The ray-finned fishes are so called because they possess lepidotrichia or "fin rays", their fins being webs of skin supported by bony or horny spines ("rays"), as opposed to the fleshy, lobed fins that characterize the class Sarcopterygii which also, however, possess lepidotrichia. These actinopterygian fin rays attach directly to the proximal or basal skeletal elements, the radials, which represent the link or connection between these fins and the internal skeleton (e.g., pelvic and pectoral girdles).
In terms of numbers, actinopterygians are the dominant class of vertebrates, comprising nearly 99% of the over 30,000 species of fish. They are ubiquitous throughout freshwater and marine environments from the deep sea to the highest mountain streams. Extant species can range in size from Paedocypris, at 8 mm (0.3 in), to the massive ocean sunfish, at 2,300 kg (5,070 lb), and the long-bodied oarfish, at 11 m (36 ft).
Traditionally actinopterygians have been divided into the subclasses Chondrostei and Neopterygii. Neopterygii, in turn, have been divided into the infraclasses Holostei and Teleostei. Some morphological evidence suggests the Neopterygii is paraphyletic; however, recent work, based on taxon orders, is arranged in what has been suggested to represent the evolutionary sequence down to the level of order, based primarily on the long history of morphological studies. This classification, like any other taxonomy based on phylogenetic research, has been in a state of flux. Recent morphological and molecular data have shown several of these ordinal and higher-level groupings represent evolutionary grades rather than clades. Examples of demonstrably paraphyletic groups include the Paracanthopterygii, Scorpaeniformes, and Perciformes.
Chondrostei(cartilage bone) are primarily cartilaginous fish showing some ossification. There are 52 species divided among two orders, the Acipenseriformes (sturgeons(pictured) and paddlefishes) and the Polypteriformes (reedfishes and bichirs). It is thought that the ancestors of the chondrosteans were bony fish but that this characteristic was lost in later evolutionary development, resulting in a lightening of the frame. Elderly chondrosteans show beginnings of ossification of the skeleton which suggests that this process is delayed rather than lost in these fish. This group has at times been classified with the sharks: the similarities are obvious, not only do the chondrosteans mostly lack bone, the structure of the jaw is more akin to that of sharks than other bony fish, and both lack scales (excluding the Polypteriforms). Additional shared features include spiracles and, in sturgeons, a heterocercal tail (the vertebrae extend into the larger lobe of the caudal fin). However the fossil record suggests that these fish have more in common with the Teleostei than their external appearance might suggest. Chondrostei is paraphyletic meaning that this subclass does not contain all the descendants of their common ancestor; reclassification of the Chondrostei is therefore not out of the question.

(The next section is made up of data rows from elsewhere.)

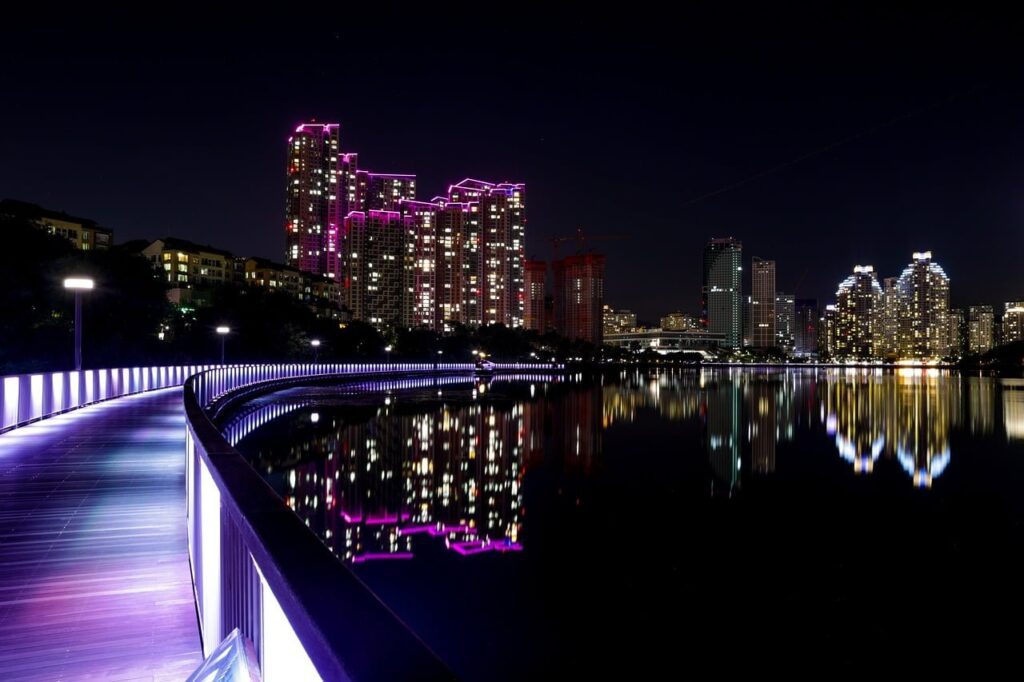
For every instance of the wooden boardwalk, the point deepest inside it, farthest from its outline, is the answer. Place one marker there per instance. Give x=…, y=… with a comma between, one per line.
x=94, y=581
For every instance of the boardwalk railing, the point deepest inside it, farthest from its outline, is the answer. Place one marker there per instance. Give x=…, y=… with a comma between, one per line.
x=258, y=567
x=27, y=397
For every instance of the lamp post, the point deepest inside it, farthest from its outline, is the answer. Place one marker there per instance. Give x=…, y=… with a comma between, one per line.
x=78, y=285
x=222, y=332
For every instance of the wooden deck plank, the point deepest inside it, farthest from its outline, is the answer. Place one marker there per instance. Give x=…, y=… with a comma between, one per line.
x=94, y=580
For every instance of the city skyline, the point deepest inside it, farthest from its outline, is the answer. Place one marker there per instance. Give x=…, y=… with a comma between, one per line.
x=938, y=177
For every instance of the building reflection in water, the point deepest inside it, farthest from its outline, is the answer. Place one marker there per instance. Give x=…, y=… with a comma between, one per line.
x=1013, y=408
x=905, y=416
x=385, y=482
x=394, y=476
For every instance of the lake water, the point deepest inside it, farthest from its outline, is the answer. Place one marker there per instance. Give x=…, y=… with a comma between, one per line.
x=631, y=523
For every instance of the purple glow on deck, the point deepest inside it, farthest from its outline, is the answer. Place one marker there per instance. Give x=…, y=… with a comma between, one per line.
x=480, y=546
x=381, y=556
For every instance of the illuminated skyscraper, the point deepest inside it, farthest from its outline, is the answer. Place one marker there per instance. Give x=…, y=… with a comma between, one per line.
x=980, y=324
x=858, y=303
x=580, y=297
x=890, y=316
x=721, y=309
x=806, y=327
x=1013, y=322
x=617, y=322
x=537, y=282
x=679, y=322
x=957, y=333
x=385, y=190
x=924, y=320
x=377, y=282
x=496, y=250
x=762, y=303
x=827, y=331
x=422, y=253
x=312, y=216
x=785, y=322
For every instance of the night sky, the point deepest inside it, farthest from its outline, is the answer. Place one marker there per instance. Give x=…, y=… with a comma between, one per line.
x=819, y=140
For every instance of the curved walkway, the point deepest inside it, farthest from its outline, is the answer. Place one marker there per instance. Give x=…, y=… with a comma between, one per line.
x=94, y=580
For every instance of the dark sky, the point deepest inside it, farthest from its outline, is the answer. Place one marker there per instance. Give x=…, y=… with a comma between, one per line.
x=905, y=131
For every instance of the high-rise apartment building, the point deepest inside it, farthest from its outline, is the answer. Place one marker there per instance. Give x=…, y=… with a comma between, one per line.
x=1013, y=322
x=785, y=322
x=378, y=284
x=499, y=249
x=461, y=256
x=762, y=303
x=617, y=322
x=980, y=327
x=924, y=318
x=385, y=190
x=828, y=333
x=890, y=316
x=580, y=297
x=537, y=286
x=721, y=292
x=858, y=303
x=313, y=208
x=806, y=327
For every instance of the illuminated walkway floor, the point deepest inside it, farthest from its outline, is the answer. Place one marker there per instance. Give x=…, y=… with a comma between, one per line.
x=94, y=577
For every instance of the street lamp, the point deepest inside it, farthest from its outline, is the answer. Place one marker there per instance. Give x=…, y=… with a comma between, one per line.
x=78, y=285
x=222, y=332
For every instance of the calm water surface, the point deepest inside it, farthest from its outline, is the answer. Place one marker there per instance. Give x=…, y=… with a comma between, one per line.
x=688, y=520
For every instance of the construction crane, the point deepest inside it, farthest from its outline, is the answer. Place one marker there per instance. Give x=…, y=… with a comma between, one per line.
x=580, y=238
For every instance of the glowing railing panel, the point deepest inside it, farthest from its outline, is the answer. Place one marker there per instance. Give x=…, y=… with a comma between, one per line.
x=248, y=534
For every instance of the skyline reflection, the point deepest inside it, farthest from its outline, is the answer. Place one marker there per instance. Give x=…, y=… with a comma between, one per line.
x=399, y=472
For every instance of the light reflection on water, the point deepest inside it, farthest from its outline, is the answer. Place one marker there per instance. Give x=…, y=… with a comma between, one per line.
x=722, y=499
x=404, y=470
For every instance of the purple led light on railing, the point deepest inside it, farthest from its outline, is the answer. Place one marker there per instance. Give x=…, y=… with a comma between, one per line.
x=381, y=556
x=470, y=548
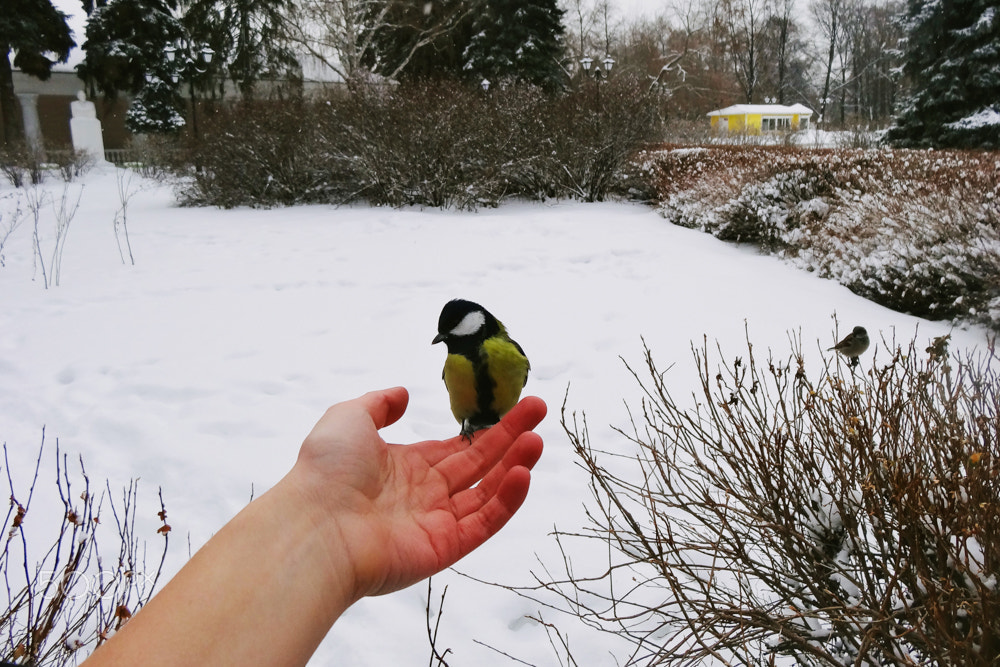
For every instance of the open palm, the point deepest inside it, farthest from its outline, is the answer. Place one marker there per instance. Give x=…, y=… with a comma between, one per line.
x=404, y=512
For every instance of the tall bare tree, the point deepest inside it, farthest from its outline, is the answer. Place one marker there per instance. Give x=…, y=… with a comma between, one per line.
x=745, y=21
x=828, y=15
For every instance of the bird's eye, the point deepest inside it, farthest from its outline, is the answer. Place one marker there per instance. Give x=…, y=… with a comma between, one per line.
x=469, y=324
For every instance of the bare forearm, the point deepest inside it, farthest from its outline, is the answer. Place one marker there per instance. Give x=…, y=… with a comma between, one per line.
x=264, y=590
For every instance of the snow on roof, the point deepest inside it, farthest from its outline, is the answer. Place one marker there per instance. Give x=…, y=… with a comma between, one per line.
x=766, y=109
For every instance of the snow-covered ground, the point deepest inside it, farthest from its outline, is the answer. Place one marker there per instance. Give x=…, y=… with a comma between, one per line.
x=201, y=368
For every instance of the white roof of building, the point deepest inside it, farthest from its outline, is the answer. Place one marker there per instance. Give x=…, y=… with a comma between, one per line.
x=766, y=109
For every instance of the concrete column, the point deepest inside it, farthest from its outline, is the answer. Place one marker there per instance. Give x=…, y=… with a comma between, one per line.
x=32, y=126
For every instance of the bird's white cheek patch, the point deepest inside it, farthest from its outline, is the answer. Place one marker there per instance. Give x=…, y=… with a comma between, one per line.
x=470, y=324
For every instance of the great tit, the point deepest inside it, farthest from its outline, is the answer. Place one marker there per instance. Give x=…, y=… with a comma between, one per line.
x=485, y=369
x=853, y=345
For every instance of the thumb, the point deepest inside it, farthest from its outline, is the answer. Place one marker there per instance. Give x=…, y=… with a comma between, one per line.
x=385, y=406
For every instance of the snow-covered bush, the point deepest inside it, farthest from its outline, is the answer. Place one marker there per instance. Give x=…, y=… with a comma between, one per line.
x=426, y=143
x=916, y=231
x=261, y=153
x=838, y=517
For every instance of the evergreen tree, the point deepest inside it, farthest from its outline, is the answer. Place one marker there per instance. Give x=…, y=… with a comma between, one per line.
x=519, y=39
x=411, y=39
x=126, y=52
x=30, y=29
x=952, y=59
x=256, y=45
x=126, y=45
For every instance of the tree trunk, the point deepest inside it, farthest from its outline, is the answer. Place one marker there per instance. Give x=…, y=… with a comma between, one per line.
x=12, y=132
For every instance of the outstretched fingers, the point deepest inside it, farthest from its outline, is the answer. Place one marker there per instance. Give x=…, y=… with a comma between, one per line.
x=470, y=465
x=523, y=455
x=480, y=525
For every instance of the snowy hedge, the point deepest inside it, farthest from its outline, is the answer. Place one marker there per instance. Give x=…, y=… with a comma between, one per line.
x=427, y=144
x=916, y=231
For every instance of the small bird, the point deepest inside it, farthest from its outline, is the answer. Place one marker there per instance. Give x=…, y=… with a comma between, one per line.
x=853, y=345
x=485, y=369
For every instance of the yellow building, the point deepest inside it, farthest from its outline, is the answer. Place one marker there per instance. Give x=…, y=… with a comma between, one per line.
x=759, y=118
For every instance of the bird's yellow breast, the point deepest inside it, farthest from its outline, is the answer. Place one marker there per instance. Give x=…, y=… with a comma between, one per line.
x=508, y=369
x=460, y=379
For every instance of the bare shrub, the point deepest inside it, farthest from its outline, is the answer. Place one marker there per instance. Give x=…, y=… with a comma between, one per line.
x=21, y=165
x=934, y=254
x=11, y=215
x=916, y=231
x=424, y=143
x=597, y=129
x=76, y=594
x=71, y=164
x=260, y=153
x=847, y=518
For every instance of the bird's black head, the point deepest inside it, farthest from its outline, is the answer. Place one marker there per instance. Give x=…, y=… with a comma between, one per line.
x=463, y=322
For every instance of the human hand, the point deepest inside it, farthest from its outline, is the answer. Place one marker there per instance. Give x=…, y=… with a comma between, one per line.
x=400, y=513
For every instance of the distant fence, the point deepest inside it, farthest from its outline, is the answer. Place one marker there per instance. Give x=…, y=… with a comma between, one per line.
x=121, y=156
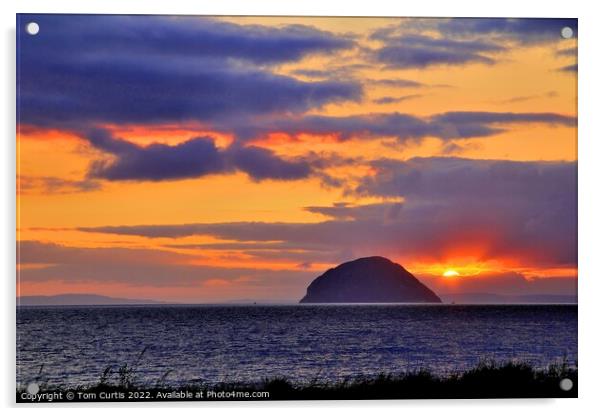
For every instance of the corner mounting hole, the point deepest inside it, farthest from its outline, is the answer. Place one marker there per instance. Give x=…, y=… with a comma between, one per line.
x=32, y=28
x=566, y=384
x=566, y=32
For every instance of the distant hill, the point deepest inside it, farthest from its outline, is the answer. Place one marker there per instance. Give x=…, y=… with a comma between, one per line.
x=79, y=299
x=368, y=280
x=491, y=298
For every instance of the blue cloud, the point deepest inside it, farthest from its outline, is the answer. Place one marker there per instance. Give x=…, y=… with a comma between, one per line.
x=404, y=127
x=85, y=69
x=194, y=158
x=416, y=51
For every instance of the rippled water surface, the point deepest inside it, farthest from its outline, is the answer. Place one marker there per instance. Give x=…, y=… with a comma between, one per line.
x=247, y=343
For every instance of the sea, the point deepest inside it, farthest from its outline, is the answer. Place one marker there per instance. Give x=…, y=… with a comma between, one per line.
x=183, y=345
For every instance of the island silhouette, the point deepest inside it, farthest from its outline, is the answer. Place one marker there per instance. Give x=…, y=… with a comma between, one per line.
x=368, y=280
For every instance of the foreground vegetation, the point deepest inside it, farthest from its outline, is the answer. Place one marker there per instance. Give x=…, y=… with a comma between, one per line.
x=487, y=380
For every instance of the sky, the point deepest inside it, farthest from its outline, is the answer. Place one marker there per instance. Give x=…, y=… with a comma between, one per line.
x=219, y=159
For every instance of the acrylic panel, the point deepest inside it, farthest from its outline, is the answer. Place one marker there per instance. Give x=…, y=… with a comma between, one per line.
x=289, y=208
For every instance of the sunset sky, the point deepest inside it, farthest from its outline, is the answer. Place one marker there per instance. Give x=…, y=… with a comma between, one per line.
x=195, y=159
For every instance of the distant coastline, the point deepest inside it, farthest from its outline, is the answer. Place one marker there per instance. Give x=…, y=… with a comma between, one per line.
x=448, y=299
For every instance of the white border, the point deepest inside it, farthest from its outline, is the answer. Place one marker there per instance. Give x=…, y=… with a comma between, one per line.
x=590, y=202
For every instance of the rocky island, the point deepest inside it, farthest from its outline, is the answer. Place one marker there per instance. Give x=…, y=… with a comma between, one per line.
x=368, y=280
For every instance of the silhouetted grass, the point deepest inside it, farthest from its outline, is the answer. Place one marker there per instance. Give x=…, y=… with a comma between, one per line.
x=488, y=379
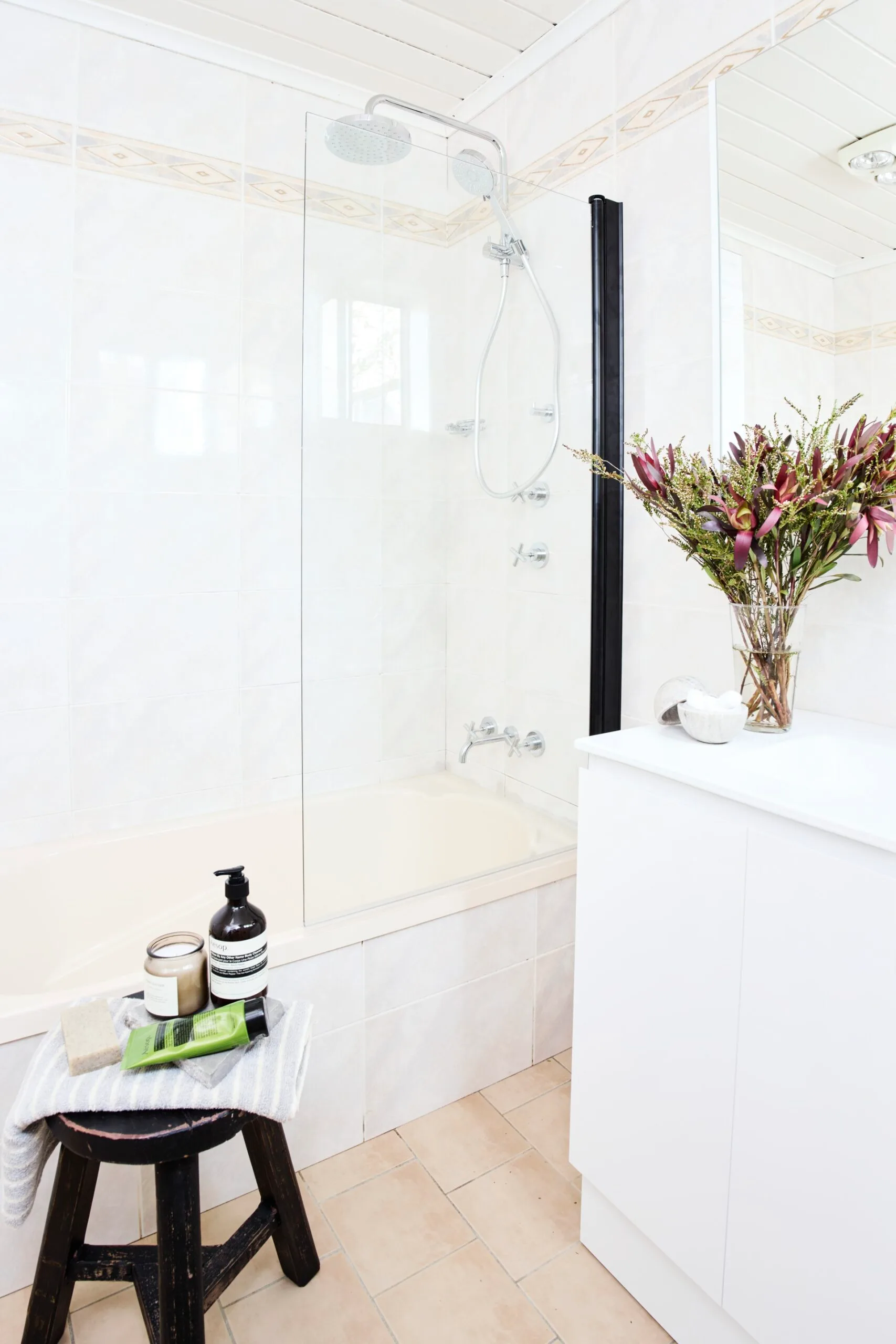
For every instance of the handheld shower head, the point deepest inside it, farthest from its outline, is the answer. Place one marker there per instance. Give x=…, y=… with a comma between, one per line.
x=473, y=172
x=366, y=139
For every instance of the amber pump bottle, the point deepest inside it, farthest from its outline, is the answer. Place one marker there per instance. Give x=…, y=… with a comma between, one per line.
x=237, y=944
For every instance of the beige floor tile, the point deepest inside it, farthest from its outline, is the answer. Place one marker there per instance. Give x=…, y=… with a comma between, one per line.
x=395, y=1226
x=525, y=1213
x=217, y=1330
x=462, y=1141
x=520, y=1088
x=85, y=1294
x=546, y=1124
x=332, y=1309
x=355, y=1166
x=467, y=1296
x=585, y=1303
x=220, y=1222
x=13, y=1315
x=114, y=1320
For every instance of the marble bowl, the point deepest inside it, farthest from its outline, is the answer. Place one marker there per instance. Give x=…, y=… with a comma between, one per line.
x=669, y=697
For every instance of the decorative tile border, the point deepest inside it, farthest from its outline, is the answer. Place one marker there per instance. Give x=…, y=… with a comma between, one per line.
x=684, y=93
x=763, y=323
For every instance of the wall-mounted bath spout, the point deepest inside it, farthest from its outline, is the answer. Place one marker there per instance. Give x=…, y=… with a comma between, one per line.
x=536, y=495
x=464, y=428
x=535, y=554
x=487, y=731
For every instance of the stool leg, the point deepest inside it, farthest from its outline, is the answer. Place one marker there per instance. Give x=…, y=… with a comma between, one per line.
x=64, y=1233
x=181, y=1253
x=276, y=1179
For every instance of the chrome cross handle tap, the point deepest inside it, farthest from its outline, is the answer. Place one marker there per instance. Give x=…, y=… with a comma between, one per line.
x=535, y=554
x=532, y=743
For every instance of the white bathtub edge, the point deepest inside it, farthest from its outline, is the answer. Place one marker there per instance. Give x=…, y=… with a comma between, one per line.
x=20, y=1018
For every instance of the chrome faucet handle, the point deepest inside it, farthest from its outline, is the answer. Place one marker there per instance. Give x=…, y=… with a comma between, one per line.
x=537, y=494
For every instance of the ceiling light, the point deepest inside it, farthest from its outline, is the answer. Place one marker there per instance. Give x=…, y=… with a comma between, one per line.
x=872, y=159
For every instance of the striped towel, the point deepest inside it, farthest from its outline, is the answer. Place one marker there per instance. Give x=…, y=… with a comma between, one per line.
x=268, y=1081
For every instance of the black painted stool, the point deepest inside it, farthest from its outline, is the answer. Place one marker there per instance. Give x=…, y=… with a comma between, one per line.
x=178, y=1281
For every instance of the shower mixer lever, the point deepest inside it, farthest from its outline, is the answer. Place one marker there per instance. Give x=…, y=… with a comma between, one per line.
x=536, y=554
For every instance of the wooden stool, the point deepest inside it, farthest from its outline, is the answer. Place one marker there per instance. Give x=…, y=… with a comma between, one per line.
x=178, y=1281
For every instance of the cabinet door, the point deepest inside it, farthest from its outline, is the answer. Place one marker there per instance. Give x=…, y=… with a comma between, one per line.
x=812, y=1241
x=659, y=928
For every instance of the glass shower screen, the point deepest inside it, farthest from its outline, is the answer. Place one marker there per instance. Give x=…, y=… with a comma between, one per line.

Neopterygii(new fins) appeared somewhere in the Late Permian, before the time of the dinosaurs. There are only few changes during their evolution from the earlier actinopterygians. They are a very successful group of fishes, because they can move more rapidly than their ancestors. Their scales and skeletons began to lighten during their evolution, and their jaws became more powerful and efficient. While electroreception and the ampullae of Lorenzini is present in all other groups of fish, with the exception of hagfish, Neopterygii has lost this sense, though it later re-evolved within Gymnotiformes and catfishes, who possess nonhomologous teleost ampullae.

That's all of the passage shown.